Although his own recording career is back in gear, he hasn’t slowed down his production schedule. This year he has already produced albums for Joe Cocker, the BoDeans, Elvis Costello, John Mellencamp and B.B. King. King’s album was especially meaningful for Burnett because he had heard King at the Central Forest Ballroom in Dallas in the ’60s. It was a profound experience for the teenaged listener, and the 60-year-old producer wanted to recapture the feeling of that concert, and of the singles King had cut in the ’50s.
“I didn’t want to update him,” Burnett insists. “That’s part of the problem; people are always trying to update him. Like so many people, he’s been victimized by modern recording techniques. It doesn’t get any better than those records he made with Maxwell Davis in the ’50s; the way they sounded meant so much to me. I felt if I could be true to the way he made those records, we could bookend B.B.’s life. We had everyone sit around in a circle — I sat between Dr. John and B.B., so I could hear them play in real time.”

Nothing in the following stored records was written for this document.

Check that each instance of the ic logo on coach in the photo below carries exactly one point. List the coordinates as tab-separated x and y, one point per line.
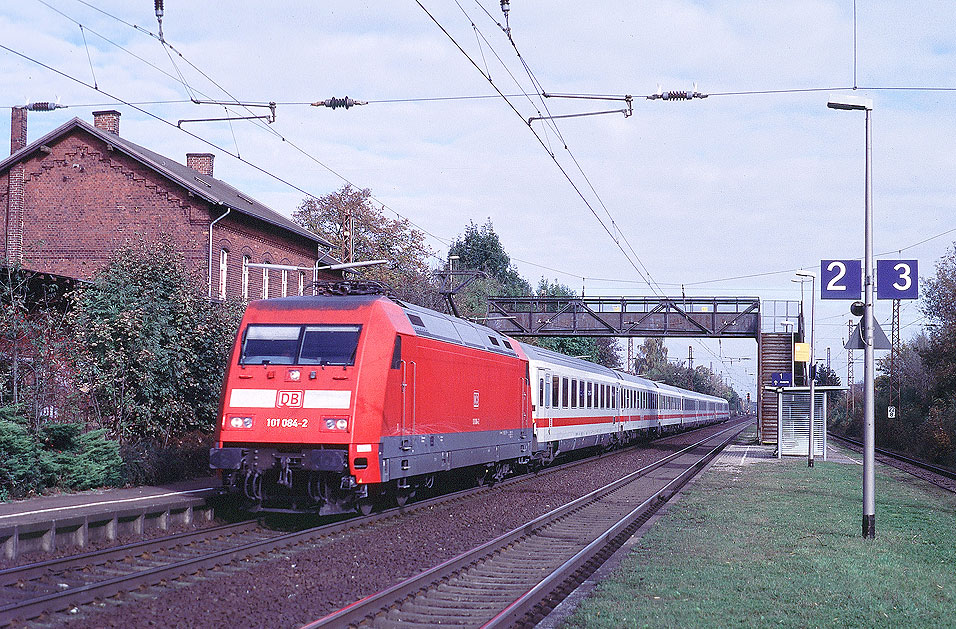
289	399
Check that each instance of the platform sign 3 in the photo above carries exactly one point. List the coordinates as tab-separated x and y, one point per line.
841	279
897	279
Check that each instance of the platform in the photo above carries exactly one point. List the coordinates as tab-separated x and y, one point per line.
47	523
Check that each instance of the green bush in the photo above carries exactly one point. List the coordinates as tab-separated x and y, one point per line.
59	456
19	454
155	347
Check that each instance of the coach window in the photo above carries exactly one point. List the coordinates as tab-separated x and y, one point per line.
245	277
223	267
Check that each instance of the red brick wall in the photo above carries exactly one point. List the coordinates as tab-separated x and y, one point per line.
83	201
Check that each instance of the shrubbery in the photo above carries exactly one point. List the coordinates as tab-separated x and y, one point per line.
56	456
118	384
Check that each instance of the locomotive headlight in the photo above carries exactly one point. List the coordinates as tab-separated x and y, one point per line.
238	422
336	423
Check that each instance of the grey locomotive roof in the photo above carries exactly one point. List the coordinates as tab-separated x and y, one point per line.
435	324
209	189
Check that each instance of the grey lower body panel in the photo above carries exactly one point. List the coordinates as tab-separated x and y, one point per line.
414	455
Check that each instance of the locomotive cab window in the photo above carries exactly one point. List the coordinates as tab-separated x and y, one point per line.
300	345
329	344
270	344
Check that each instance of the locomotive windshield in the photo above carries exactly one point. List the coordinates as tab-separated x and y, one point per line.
300	345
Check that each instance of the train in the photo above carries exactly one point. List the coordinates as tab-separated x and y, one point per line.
336	402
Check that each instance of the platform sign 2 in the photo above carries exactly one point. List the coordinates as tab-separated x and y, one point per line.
897	279
841	279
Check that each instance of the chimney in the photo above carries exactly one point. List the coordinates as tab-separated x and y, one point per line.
107	121
18	129
200	162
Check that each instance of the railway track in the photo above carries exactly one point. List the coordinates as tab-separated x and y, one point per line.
46	587
513	579
941	476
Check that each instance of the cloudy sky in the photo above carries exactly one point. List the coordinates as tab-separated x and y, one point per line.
727	195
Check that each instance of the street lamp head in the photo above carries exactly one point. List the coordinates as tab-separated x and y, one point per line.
850	101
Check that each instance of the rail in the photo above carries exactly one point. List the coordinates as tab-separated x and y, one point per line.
499	582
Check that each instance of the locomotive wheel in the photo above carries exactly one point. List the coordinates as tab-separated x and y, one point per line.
402	496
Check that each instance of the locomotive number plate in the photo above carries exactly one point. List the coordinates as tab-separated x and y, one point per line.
287	422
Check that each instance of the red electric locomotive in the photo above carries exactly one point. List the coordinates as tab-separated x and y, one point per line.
331	402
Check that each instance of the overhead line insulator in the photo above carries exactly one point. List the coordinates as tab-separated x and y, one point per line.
43	106
677	95
335	103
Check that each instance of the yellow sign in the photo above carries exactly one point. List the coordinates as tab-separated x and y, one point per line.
801	352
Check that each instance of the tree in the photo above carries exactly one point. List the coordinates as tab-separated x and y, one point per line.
939	307
375	237
601	350
154	349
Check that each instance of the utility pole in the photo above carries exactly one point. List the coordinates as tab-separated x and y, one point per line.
896	356
849	367
348	237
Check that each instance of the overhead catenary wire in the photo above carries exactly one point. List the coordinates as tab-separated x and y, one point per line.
193	99
550	152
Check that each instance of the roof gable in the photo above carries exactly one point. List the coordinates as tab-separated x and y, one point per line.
209	189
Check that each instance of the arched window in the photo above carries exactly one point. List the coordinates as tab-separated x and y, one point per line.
245	277
223	272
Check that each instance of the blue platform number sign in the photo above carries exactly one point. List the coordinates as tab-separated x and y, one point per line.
841	279
897	279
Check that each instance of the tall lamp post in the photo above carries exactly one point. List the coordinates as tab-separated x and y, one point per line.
804	275
857	103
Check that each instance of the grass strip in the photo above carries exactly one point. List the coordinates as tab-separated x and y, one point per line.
776	543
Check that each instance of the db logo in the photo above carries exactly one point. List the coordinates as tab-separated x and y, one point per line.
291	399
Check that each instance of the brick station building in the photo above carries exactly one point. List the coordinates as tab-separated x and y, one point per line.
79	193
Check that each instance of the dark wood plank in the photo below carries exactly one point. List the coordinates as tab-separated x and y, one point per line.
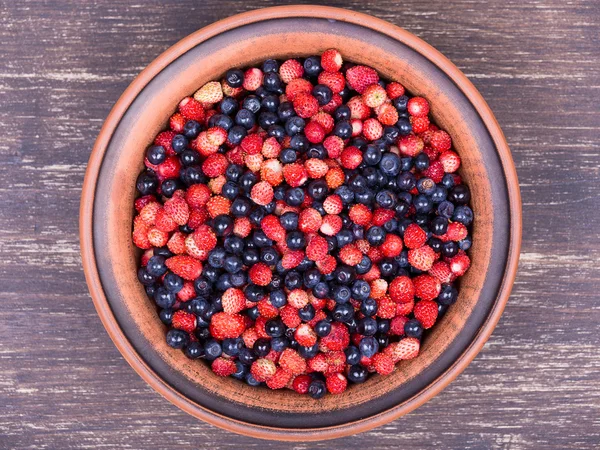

For much of this year, though, Burnett will be out on the road playing guitar behind Krauss and Plant and alongside guitarist Buddy Miller, fiddler Stuart Duncan, bassist Dennis Crouch and drummer Jay Bellerose. As much as he loves Raising Sand, he reports that the early shows have already taken the venture to a whole new level. As Krauss and Plant learn songs from each other’s catalogs, as Krauss learns to let loose and wail, as Plant learns to keen like a mountaineer, as the band learns to shove several songs into sound collages, the project becomes stranger and richer.
“O Brother took over my life for five years,” Burnett acknowledges, “and I’d be happy to have this take over my life for five years. I’m ready to make this my first priority for the foreseeable future, because I really, really enjoy this. There’s a very good chance there’ll be another few records.”